There is still that arm processor. It's being used for something. It could be used for something different.
> so I just checked - it's 512 megabits
Thats still too much for buffer. 512 megabits is 64 megabytes. Still more likely that it's for processing
We are arguing about symantics. my point is: This is more then just a couple webcams and a couple of mics. We could debate about the symantics till the cows come home, but at the end of the day there are no hardware solutions that quite reproduce what the kinect does. It's worth hacking.
Microsoft needs to understand that when they sell someone a piece of hardware, it is no longer Microsoft's to control outside of allowing it on their network or not.
That's just not true anymore. They've managed to pervert copyright law from the constitutional purpose of "to promote progress" to one of absolute control of anything, including ideas, anyone makes.
Who is John Galt?
Microsoft just wants me to pay for it...
Apple? They want to sell things too, but they are also control freaks that would want to make sure you are using it the way they want you to.
I don't see how you come to that conclusion, at all.
Apple is the one that doesn't really take many countermeasures against jailbreaking. They've not made a fuss about AppleTV or iPhone jailbreaking.
Now here in this same story you find a dour letter from Microsoft about misusing the Kinect. And in Windows Phone 7, you have exactly the same degree of lockdown you do with the iPhone.
I could see an argument for saying both companies are just as locked down, but to say Microsoft is substantially better just ignores what they are doing, in any space they compete in.
"There is more worth loving than we have strength to love." - Brian Jay Stanley
Apple is the only company that has locked those down in the first place. Microsoft just added a walled garden app store; historically it was pretty wide open.
Yes and "historically" Apple has computers you can open and work on easier than PC's. Nothing really matters "historically", what matters is what they are doing NOW. And in that way Microsoft is just as closed as Apple.
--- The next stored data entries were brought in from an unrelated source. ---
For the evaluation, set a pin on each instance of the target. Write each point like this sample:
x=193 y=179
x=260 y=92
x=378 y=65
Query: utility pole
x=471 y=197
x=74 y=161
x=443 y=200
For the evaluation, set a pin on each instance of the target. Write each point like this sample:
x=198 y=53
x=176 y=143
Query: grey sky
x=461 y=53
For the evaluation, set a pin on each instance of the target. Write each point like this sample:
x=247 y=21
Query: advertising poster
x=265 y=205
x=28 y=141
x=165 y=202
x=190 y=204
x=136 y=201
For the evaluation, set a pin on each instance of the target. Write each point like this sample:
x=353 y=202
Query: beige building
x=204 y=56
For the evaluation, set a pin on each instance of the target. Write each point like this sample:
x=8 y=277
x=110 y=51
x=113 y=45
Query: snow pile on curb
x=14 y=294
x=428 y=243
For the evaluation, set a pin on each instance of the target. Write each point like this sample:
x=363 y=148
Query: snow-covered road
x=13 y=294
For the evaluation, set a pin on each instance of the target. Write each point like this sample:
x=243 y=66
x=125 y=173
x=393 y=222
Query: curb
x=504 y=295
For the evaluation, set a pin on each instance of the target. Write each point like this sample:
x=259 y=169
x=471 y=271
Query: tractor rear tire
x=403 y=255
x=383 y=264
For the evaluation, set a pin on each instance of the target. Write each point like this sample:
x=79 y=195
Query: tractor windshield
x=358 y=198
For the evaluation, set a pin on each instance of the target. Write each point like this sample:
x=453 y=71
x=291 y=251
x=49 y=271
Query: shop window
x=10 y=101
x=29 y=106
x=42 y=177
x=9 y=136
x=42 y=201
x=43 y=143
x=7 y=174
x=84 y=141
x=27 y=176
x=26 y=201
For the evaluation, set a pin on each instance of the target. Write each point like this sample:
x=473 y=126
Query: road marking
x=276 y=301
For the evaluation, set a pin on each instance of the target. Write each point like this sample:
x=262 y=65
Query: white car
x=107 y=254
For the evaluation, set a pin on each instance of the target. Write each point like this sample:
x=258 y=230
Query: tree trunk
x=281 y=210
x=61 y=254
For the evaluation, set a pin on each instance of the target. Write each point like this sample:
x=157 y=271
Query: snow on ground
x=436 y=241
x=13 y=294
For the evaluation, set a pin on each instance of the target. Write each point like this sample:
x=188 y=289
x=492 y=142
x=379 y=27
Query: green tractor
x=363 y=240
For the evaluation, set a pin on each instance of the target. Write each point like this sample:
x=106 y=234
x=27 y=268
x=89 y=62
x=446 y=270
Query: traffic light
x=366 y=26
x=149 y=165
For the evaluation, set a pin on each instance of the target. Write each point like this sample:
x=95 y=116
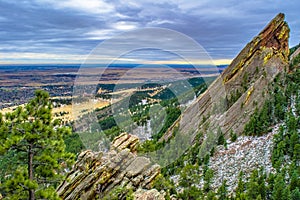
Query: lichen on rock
x=95 y=174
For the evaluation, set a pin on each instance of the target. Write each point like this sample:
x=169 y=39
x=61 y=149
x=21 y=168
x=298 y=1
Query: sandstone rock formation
x=152 y=194
x=95 y=174
x=245 y=84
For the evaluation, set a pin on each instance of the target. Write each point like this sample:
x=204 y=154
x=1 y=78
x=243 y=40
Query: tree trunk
x=30 y=171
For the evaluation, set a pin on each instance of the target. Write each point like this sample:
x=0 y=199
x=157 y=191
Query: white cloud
x=125 y=26
x=101 y=34
x=89 y=6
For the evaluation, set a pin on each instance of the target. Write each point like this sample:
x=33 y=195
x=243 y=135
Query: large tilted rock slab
x=95 y=174
x=245 y=84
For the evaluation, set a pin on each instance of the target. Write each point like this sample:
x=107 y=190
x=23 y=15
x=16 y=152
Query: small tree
x=37 y=140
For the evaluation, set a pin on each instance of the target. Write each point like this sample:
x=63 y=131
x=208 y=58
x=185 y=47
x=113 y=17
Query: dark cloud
x=67 y=27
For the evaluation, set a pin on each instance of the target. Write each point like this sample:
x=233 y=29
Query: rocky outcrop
x=95 y=174
x=243 y=86
x=244 y=155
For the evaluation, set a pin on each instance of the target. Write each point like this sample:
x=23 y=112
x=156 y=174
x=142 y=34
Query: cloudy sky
x=66 y=31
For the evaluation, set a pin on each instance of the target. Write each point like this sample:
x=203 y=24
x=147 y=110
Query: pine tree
x=37 y=140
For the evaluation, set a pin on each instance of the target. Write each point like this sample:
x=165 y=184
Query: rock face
x=95 y=174
x=244 y=155
x=231 y=99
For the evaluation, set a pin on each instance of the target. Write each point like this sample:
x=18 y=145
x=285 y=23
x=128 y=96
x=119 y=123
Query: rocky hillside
x=110 y=175
x=232 y=98
x=249 y=94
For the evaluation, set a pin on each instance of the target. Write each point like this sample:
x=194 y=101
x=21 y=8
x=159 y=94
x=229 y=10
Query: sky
x=67 y=31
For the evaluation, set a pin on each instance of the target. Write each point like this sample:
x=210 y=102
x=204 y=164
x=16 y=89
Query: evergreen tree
x=37 y=140
x=279 y=187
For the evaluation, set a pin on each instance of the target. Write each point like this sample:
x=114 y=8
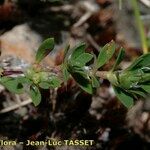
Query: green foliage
x=35 y=94
x=124 y=97
x=128 y=84
x=105 y=54
x=45 y=48
x=119 y=58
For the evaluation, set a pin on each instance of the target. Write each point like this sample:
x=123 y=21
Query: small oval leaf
x=35 y=95
x=45 y=48
x=105 y=54
x=125 y=98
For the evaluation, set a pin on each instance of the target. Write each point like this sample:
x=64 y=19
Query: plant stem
x=140 y=26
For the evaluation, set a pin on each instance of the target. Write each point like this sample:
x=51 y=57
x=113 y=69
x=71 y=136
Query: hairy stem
x=140 y=26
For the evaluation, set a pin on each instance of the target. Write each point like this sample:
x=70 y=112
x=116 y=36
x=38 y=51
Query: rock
x=20 y=42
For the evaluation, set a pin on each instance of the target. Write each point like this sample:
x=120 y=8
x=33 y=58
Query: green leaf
x=12 y=84
x=24 y=80
x=119 y=58
x=83 y=82
x=105 y=54
x=66 y=52
x=35 y=95
x=146 y=88
x=125 y=98
x=65 y=72
x=77 y=51
x=142 y=61
x=95 y=82
x=54 y=82
x=44 y=85
x=82 y=59
x=45 y=48
x=138 y=92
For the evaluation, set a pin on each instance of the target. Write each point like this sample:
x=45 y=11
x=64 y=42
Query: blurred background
x=72 y=114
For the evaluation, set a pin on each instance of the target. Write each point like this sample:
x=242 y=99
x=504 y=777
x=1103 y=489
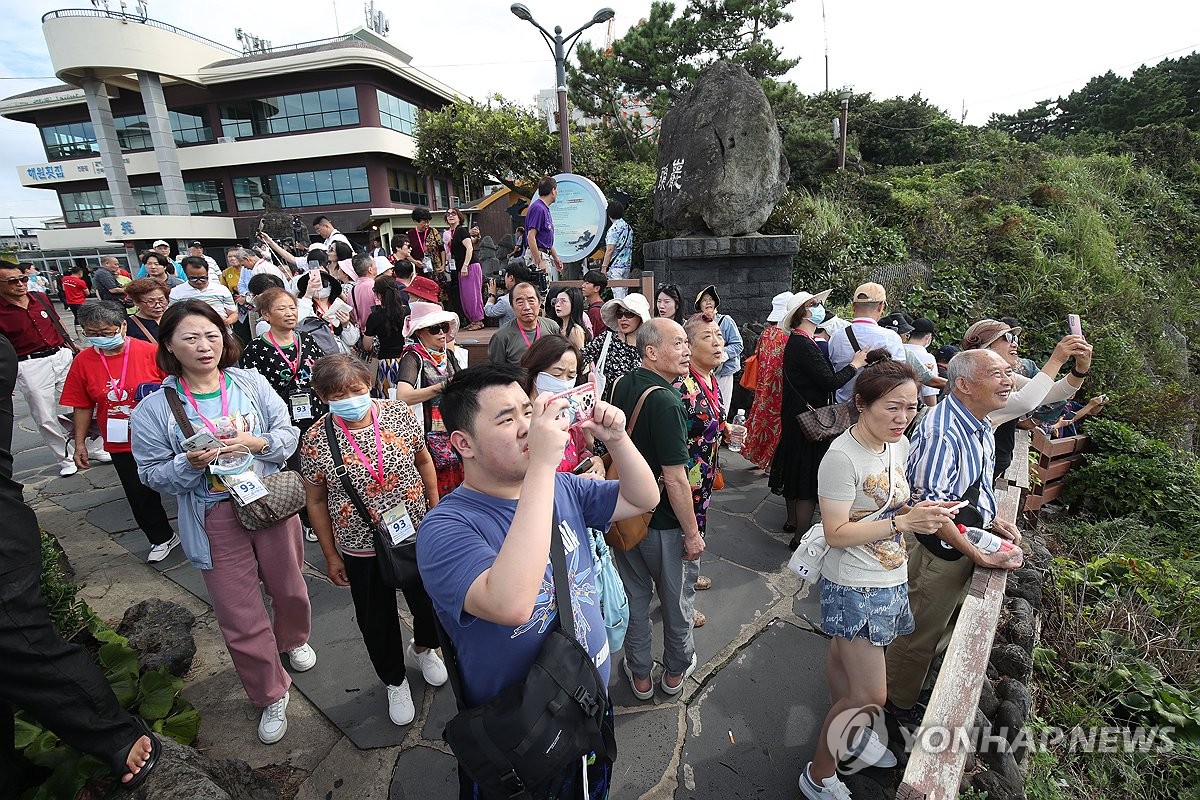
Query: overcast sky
x=984 y=58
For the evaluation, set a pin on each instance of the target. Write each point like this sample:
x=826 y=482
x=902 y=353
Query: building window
x=304 y=190
x=406 y=186
x=70 y=140
x=396 y=114
x=311 y=110
x=150 y=199
x=190 y=126
x=205 y=197
x=85 y=206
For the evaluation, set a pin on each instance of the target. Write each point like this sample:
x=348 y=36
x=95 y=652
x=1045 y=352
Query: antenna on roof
x=376 y=20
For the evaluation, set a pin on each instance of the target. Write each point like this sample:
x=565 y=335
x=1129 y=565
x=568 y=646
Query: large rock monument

And comparing the AppleTV to an Xbox is a superficial comparison.
It would have been had I compared an AppleTV to an XBox. Instead I was lumping it in with other IOS devices as things Apple doesn't really do much to stop jailbreaking on.
Apple also doesn't doesn't support blue ray(sic) because Steve wants to push his online distribution model.
Apple doesn't support blu-ray in part because of the licensing, although I'm sure the aspect of selling videos through other channels comes into play as well.
Similarly, they disallow flash on their devices without valid reason.
Well actually the reason is a dramatic drop in battery life. And Apple doesn't "disallow" Flash on anything except for iOS devices - they've just stopped including it by default in some computers. Which to bring the whole thing full circle, is exactly what Microsoft does with Flash...
"There is more worth loving than we have strength to love." - Brian Jay Stanley
Its simple. This device costs a LOT less than a similar set of cameras+processing hardware from someone like PrimeSense (OEM for the kit in the Kinect). If you could use it for something other than playing games, there is suddenly a LOT less reason to buy the expensive kit.